CODEBEFORE INFORMATION SECURITY MAIN POLICY

As a company operating in the IT sector, in order to identify and manage all kinds of risks to our business continuity and information assets;
Documentation, certification and continuous improvement of our information security management system to meet the requirements of the ISO 26001:2013 standard,
Complying with all legal regulations and contracts related to information security,
Systematic management of risks to information assets,
Carrying out trainings to develop technical and behavioral competencies in order to increase information security awareness
Ensuring the uninterrupted continuation of our basic and supporting business activities,
Ensuring that the information is accessible only to authorized persons and that the duties are segregated,
Increasing training activities, providing all our employees with the necessary training opportunities related to ISMS and supporting the necessary human resources for the subject
We work with all our strength to become an exemplary organization with our level of information security in our sector by effectively managing our activities to improve corporate reputation and protect it from negative effects based on information security.

OUR ISMS SUPPORT POLICIES

1. PASSWORD USE POLICY
1.1 Password generation rules (general)
a. Passwords must be at least 6 characters long and at least 3 of these characters must be numbers.
b. Must contain at least three of the following characters;
c. Capital letters (eg ABCDEF…)
D. Lowercase, (eg, abcdef …)
to. Number, (ex: 1234566890)
f. Punctuation (eg: !?., etc.)
I. Special characters (Ex: @#$%^&*()_+|~-=\`{}[]:”;'<>/ etc.)
k. Passwords should not be created as follows;
It should not contain personal information (such as family members’ names, dates of birth, phone number or address information)
l. Words or strings of numbers should not be used. (Ex; aaabbbb, qwerty, zyxwvuts, 12345668, 123321, etc.)

1.2. Password generation rules (System)

a.All user accounts have a password.
b. It is ensured that the passwords of new user accounts are defined in accordance with the rules by the user when logging in for the first time.
c. It is ensured that the typed password is not visible on the screen or is masked.
D. User passwords are protected by irreversibly corrupting (for example Hash) where they are stored, thus preventing even the most authorized people from seeing the user password.
to. A record of successful and unsuccessful access to information resources is kept, as well as the date, time and details of the accessed resource.
f. When users leave the systems they have logged in by authenticating (in case the system is left on after logging into the system with a password), it is automatically shut down (locked) after 10 minutes at the latest.
g. Credentials transmitted over public or shared networks are protected by strong encryption methods (SL).
h. Passwords suspected of being learned by others are changed immediately.
I. Critical resources can be accessed with a triple password, so that a single user is not allowed to create a security breach in the system. (for example, records such as access to information sources cannot be accessed by even the most authorized user alone, a committee of 3 of these authorized users can access critical information by entering their own passwords at the same time)

2. INTERNET USE POLICY

a. No user will be able to use the services on the internet through a peer-to-peer connection.
(For example; KaZaA, iMesh, eDonkey, Gnutella, Napster, Aimster, Madster, FastTrak, Audiogalaxy, MFTP, eMule, Overnet, NeoModus, Direct Connect, Asquisition, BearShare, Gnucleus, GTKGnutella, LimeWire, Mactella, Morpheus, Shareaza, XoLoX, OpenNap, WinMX. etc.)
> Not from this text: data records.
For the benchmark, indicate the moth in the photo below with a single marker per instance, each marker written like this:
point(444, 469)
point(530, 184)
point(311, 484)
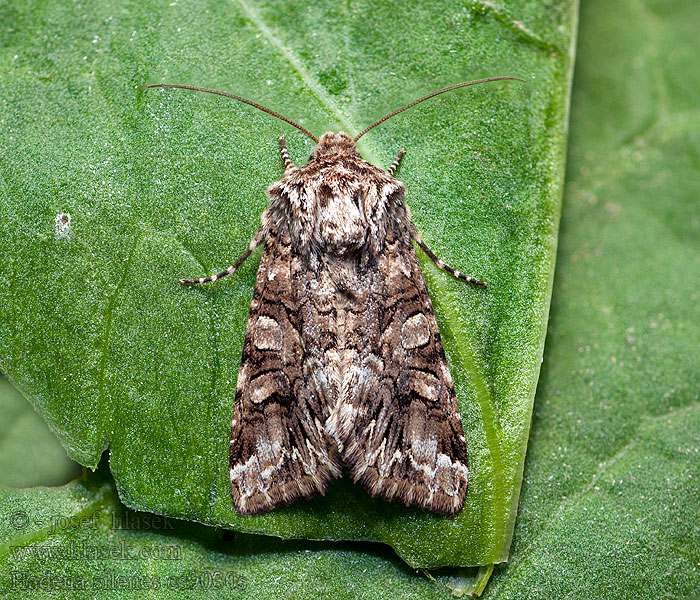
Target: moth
point(342, 362)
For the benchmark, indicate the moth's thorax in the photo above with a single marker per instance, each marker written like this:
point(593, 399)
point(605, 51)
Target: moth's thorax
point(337, 203)
point(334, 145)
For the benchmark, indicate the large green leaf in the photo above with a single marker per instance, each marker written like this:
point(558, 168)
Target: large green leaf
point(96, 330)
point(611, 497)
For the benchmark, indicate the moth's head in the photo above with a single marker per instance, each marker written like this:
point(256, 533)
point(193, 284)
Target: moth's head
point(334, 144)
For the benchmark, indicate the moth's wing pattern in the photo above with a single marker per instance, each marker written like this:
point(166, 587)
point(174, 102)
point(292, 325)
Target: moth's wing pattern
point(280, 450)
point(399, 426)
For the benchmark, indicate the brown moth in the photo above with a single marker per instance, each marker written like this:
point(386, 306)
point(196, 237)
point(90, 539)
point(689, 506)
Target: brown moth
point(342, 363)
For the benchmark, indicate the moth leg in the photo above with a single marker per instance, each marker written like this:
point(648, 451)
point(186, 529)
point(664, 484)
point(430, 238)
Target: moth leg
point(288, 164)
point(395, 165)
point(440, 264)
point(254, 243)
b. ICQ, MIRC, Messenger, etc., except for official calls over the computer-to-computer network. not using chat programs such as messaging and chat programs. Files should not be exchanged through these chat programs.

c. No user will be able to do Multimedia Streaming (Video, mp3 broadcast and communication) over the internet. Since this internet access consumes bandwidth, it creates problems for other users to access data.
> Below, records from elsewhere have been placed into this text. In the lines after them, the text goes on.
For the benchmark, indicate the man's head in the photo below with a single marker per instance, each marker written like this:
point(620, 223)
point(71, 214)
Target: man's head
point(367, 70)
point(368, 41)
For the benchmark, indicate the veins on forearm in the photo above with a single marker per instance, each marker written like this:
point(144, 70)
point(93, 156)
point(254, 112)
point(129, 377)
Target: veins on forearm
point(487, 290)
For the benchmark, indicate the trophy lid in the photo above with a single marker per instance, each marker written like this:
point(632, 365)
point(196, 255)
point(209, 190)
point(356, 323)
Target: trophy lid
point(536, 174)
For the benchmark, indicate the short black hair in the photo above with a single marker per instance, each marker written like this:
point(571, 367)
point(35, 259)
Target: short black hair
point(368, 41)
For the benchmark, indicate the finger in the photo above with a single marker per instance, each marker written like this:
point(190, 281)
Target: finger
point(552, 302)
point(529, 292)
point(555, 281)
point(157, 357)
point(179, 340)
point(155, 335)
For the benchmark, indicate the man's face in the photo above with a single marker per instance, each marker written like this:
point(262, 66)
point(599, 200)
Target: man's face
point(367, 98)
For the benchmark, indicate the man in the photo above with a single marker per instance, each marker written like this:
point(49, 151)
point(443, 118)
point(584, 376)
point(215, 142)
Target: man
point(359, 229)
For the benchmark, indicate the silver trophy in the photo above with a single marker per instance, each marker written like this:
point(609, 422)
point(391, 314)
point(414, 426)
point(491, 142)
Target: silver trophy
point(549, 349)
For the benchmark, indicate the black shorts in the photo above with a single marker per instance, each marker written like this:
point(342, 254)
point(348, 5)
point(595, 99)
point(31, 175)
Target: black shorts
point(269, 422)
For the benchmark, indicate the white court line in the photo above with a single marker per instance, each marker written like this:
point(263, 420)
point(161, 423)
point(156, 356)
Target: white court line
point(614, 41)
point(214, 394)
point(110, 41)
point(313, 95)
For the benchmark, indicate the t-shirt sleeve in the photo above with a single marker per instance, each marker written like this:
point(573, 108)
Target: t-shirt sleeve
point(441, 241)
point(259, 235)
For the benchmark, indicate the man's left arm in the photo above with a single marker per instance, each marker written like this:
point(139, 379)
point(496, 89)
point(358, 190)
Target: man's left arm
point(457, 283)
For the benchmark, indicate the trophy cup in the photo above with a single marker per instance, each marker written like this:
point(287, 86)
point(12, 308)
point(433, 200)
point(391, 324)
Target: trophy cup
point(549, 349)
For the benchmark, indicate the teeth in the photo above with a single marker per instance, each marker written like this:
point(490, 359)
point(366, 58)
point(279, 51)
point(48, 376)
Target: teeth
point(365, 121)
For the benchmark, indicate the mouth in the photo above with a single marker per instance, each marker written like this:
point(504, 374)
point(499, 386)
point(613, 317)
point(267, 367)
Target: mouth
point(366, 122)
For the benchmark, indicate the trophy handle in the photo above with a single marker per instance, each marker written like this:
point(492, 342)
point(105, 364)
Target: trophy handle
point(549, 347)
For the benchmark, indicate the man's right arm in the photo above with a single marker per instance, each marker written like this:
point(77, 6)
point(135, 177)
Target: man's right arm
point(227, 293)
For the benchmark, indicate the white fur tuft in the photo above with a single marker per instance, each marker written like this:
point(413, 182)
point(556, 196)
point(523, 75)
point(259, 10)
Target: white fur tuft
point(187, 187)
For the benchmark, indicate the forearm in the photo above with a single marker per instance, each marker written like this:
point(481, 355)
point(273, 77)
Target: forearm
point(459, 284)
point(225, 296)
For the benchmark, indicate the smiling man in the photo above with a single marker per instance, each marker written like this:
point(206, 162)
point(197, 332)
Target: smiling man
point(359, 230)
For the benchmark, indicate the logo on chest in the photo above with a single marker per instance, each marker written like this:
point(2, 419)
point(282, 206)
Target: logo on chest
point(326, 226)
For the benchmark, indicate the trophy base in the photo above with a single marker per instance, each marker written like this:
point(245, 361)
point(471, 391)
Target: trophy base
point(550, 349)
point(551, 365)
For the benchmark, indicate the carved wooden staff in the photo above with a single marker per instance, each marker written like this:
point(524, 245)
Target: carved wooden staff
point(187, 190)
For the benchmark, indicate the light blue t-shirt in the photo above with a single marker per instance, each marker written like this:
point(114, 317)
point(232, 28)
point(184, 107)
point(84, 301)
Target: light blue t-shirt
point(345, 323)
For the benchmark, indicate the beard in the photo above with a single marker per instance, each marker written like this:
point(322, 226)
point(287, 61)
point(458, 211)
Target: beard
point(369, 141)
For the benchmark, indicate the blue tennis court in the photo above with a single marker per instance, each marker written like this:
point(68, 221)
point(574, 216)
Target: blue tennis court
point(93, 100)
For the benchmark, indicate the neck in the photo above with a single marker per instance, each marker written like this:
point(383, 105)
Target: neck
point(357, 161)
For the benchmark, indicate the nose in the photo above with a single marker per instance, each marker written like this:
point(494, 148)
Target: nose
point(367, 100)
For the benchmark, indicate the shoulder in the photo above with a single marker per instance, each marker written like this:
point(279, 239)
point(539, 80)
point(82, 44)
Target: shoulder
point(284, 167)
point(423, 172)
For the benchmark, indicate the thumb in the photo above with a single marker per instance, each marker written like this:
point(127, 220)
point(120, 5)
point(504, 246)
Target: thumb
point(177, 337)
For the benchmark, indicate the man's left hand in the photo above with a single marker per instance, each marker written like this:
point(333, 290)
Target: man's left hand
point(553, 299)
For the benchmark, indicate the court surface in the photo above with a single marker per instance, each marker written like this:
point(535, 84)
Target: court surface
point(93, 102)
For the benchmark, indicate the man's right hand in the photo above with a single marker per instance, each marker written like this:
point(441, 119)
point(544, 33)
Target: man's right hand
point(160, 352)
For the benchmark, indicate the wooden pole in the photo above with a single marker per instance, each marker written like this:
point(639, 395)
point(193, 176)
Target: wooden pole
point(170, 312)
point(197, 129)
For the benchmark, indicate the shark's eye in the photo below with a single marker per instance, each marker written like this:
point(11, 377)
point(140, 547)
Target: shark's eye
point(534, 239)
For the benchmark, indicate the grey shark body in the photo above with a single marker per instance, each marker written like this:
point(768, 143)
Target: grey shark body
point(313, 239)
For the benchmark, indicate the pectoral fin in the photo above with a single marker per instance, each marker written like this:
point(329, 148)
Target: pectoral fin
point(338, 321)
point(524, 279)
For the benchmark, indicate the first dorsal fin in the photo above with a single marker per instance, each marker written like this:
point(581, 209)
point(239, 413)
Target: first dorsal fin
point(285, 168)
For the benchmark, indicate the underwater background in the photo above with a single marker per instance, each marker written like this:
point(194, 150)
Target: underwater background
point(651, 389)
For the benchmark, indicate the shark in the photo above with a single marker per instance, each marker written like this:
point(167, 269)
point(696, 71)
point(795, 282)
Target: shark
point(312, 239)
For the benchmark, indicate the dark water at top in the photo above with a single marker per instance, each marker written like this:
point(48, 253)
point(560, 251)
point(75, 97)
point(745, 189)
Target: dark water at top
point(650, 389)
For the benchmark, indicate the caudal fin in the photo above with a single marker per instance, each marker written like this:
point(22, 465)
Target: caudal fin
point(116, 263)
D. It is forbidden to browse excessively non-work related sites during working hours.

to. It is forbidden to upload and download (download) high volume files that are not related to work (music, video files) and store them on computers.

f. Internet needs of those who come to visit our company for any reason will be met through a separate allocation line. They will certainly not be included in the main system network.

g. No software can be downloaded from the Internet without the knowledge of the system administrator, and these software cannot be installed on corporate systems.

h. Websites that are contrary to general morality should not be accessed through computers and files should not be accessed.

CONTACT

We welcome you to contact us for more information
about any of our development or services.